Sums and differences of random variables

1 Sums and differences of random variables

In some situations, we can specify a problem in terms of sums and differences of random variables. Here we confine ourselves to cases where the random variables are normally distributed. Typical situations may be understood by considering the following problems.

Problem 1

In a certain mass-produced assembly, a 3 cm shaft must slide into a cylindrical sleeve. Shafts are manufactured whose diameter $S$ follows a normal distribution $S \sim N (3, 0.00 4^{2})$ and cylindrical sleeves are manufactured whose internal diameter $C$ follows a normal distribution $C \sim N (3.010, 0.00 3^{2})$ . Assembly is performed by selecting a shaft and a cylindrical sleeve at random. In what proportion of cases will it be impossible to fit the selected shaft and cylindrical sleeve together?

Discussion

Clearly, the shaft and cylindrical sleeve will fit together only if the diameter of the shaft is smaller than the internal diameter of the cylindrical sleeve. We need the difference of the two random variables $C$ and $S$ to be greater than zero. We can take the difference $C - S$ and find its distribution. Once we do this we can then ask the question "What is the probability that the inside diameter of the cylindrical sleeve is greater than the outside diameter of the shaft, i.e. what is $P (C - S > 0)$ ?" Essentially we are trying to ensure that the internal diameter of the cylindrical sleeve is larger than the external diameter of the shaft.

Problem 2

A manufacturer produces boxes of woodscrews containing a variety of sizes for a local DIY store. The weight $W$ (in kilograms) of boxes of woodscrews manufactured is a normal random variable following the distribution $W \sim N (1.01, 0.004)$ . Note that 0.004 is the variance . Find the probability that a customer who selects two boxes of screws at random finds that their combined weight is greater than 2.03 kilograms.

Discussion

In this problem we are looking at the effects of adding two random variables together. Since all boxes are assumed to have weights $W$ which follow the distribution $W \sim N (1.01, 0.004)$ , we are considering the effect of adding the random variable $W$ to itself. In general, there is no reason why we cannot combine variables $W_{1} \sim N (μ_{1}, σ_{1}^{2})$ and $W_{2} \sim N (μ_{2}, σ_{2}^{2})$ . This might happen if the DIY store bought in two similar products from two different manufacturers.
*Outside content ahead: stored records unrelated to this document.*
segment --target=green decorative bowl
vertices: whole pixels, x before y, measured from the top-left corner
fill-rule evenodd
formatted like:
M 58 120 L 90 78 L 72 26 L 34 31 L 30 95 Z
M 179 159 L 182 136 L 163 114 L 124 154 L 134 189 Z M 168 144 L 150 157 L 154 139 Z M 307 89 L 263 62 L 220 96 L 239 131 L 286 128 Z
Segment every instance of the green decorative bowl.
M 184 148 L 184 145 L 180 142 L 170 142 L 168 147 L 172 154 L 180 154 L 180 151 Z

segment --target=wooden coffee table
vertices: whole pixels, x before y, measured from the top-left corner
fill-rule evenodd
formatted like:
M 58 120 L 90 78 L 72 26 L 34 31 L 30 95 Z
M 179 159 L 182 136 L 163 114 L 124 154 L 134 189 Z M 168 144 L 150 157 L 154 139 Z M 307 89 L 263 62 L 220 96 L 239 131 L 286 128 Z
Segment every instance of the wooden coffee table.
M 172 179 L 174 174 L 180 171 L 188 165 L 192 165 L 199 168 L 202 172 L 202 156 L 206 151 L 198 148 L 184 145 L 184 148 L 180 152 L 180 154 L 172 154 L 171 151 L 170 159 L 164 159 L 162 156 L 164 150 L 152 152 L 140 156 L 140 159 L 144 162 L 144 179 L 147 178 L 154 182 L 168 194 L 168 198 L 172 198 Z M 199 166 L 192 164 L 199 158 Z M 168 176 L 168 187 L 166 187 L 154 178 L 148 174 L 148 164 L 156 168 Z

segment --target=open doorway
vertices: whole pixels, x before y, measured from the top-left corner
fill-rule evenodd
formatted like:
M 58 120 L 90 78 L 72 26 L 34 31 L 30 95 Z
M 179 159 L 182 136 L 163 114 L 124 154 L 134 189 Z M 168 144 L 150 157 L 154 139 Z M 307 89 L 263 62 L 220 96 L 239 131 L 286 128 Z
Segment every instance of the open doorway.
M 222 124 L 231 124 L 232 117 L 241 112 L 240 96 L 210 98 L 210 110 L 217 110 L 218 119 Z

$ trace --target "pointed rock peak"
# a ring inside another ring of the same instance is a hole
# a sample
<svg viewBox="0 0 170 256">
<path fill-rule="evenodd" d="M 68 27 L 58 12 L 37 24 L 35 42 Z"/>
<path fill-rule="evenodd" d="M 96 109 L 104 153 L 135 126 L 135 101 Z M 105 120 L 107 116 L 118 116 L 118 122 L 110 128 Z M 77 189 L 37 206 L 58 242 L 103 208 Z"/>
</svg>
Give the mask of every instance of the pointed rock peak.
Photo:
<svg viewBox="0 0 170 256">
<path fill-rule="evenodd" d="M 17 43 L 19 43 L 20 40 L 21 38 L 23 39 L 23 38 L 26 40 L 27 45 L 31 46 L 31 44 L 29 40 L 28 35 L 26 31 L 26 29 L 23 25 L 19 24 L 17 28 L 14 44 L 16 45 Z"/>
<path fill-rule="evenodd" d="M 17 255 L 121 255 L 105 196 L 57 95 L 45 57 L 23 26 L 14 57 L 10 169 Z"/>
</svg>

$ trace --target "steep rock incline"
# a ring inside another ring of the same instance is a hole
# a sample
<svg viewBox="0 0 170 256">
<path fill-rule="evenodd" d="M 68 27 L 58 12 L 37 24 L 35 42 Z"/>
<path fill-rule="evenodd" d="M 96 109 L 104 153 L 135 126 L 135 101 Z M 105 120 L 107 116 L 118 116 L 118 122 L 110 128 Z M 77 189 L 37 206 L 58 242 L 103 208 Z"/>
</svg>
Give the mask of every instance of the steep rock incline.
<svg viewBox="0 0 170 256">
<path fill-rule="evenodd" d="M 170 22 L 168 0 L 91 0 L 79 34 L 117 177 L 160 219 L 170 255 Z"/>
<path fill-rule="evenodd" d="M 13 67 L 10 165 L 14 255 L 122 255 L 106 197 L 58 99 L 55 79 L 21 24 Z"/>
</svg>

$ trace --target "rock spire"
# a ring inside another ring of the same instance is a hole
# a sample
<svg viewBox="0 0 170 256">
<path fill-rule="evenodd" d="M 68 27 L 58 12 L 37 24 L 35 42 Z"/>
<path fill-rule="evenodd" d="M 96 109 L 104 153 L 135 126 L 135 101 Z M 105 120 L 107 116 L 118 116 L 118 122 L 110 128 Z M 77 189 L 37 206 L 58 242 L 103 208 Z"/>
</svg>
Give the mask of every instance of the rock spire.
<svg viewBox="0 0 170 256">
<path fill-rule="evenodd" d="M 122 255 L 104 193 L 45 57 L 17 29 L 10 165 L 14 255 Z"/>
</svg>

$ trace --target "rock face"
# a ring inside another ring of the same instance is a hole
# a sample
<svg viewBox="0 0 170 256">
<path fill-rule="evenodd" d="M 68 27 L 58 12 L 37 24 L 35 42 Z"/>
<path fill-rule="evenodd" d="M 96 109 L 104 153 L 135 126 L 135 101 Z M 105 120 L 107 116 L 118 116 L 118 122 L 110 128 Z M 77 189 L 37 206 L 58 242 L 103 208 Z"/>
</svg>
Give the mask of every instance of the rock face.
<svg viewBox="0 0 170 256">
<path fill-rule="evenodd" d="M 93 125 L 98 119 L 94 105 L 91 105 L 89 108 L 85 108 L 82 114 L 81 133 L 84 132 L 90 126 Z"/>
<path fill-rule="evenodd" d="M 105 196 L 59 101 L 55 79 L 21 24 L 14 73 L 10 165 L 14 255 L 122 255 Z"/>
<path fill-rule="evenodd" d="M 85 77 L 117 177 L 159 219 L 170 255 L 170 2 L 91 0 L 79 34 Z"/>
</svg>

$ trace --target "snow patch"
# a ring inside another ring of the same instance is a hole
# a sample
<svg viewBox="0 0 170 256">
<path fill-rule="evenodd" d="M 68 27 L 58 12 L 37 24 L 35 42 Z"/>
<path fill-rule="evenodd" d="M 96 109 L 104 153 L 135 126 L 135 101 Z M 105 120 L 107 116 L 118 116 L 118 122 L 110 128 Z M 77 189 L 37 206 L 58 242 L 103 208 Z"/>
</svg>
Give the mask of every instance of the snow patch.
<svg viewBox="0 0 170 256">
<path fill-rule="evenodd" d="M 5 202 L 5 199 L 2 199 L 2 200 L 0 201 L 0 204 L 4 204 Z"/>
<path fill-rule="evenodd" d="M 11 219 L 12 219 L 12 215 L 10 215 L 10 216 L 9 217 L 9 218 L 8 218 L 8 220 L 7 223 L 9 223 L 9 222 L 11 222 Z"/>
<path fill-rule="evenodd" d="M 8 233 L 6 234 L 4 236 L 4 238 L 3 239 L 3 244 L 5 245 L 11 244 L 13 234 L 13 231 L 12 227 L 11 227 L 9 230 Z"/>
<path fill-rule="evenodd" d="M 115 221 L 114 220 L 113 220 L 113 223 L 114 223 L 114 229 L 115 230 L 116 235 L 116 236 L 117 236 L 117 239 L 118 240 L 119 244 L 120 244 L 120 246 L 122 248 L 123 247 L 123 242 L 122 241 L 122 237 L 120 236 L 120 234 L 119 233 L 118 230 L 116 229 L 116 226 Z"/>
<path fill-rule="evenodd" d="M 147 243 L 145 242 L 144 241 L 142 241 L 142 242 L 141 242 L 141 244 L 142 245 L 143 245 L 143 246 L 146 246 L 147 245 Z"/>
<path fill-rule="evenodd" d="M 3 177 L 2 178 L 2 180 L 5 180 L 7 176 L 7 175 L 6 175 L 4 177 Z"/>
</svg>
Before we can solve such problems, we need to obtain some results concerning the behaviour of random variables.

1.1 Functions of several random variables

Note that we shall quote results only for the continuous case. The results for the discrete case are similar with integration replaced by summation. We will omit the mathematics leading to these results.

Key Point 4

If $X_{1}, X_{2}, \dots + X_{n}$ are $n$ random variables then
$E (X_{1} + X_{2} + \dots + X_{n}) = E (X_{1}) + E (X_{2}) + \dots E (X_{n})$
If $X_{1}, X_{2}, \dots X_{n}$ are $n$ independent random variables then
$V (X_{1} + X_{2} + \dots + X_{n}) = V (X_{1}) + V (X_{2}) + \dots + V (X_{n})$ and more generally

$V (X_{1} \pm X_{2} \pm \dots \pm X_{n}) = V (X_{1}) + V (X_{2}) + \dots + V (X_{n})$

Example 16

Solve Problem 1 from the previous page. You may assume that the sum and difference of two normal random variables are themselves normal.

Solution

Consider the random variable $C - S$ . Using the results above we know that

$C - S \sim N (3.010 - 3.0, 0.00 4^{2} + 0.00 3^{2}) i.e, C - S \sim N (0.01, 0.00 5^{2})$

Hence $P (C - S > 0) = P (Z > \frac{0 - 0.01}{0.005} = - 2) = 0.9772$

This result implies that in 2.28% of cases it will be impossible to fit the shaft to the sleeve.

Task!

Solve Problem 2 from the previous page. You may assume that the sum and difference of two normal random variables are themselves normal.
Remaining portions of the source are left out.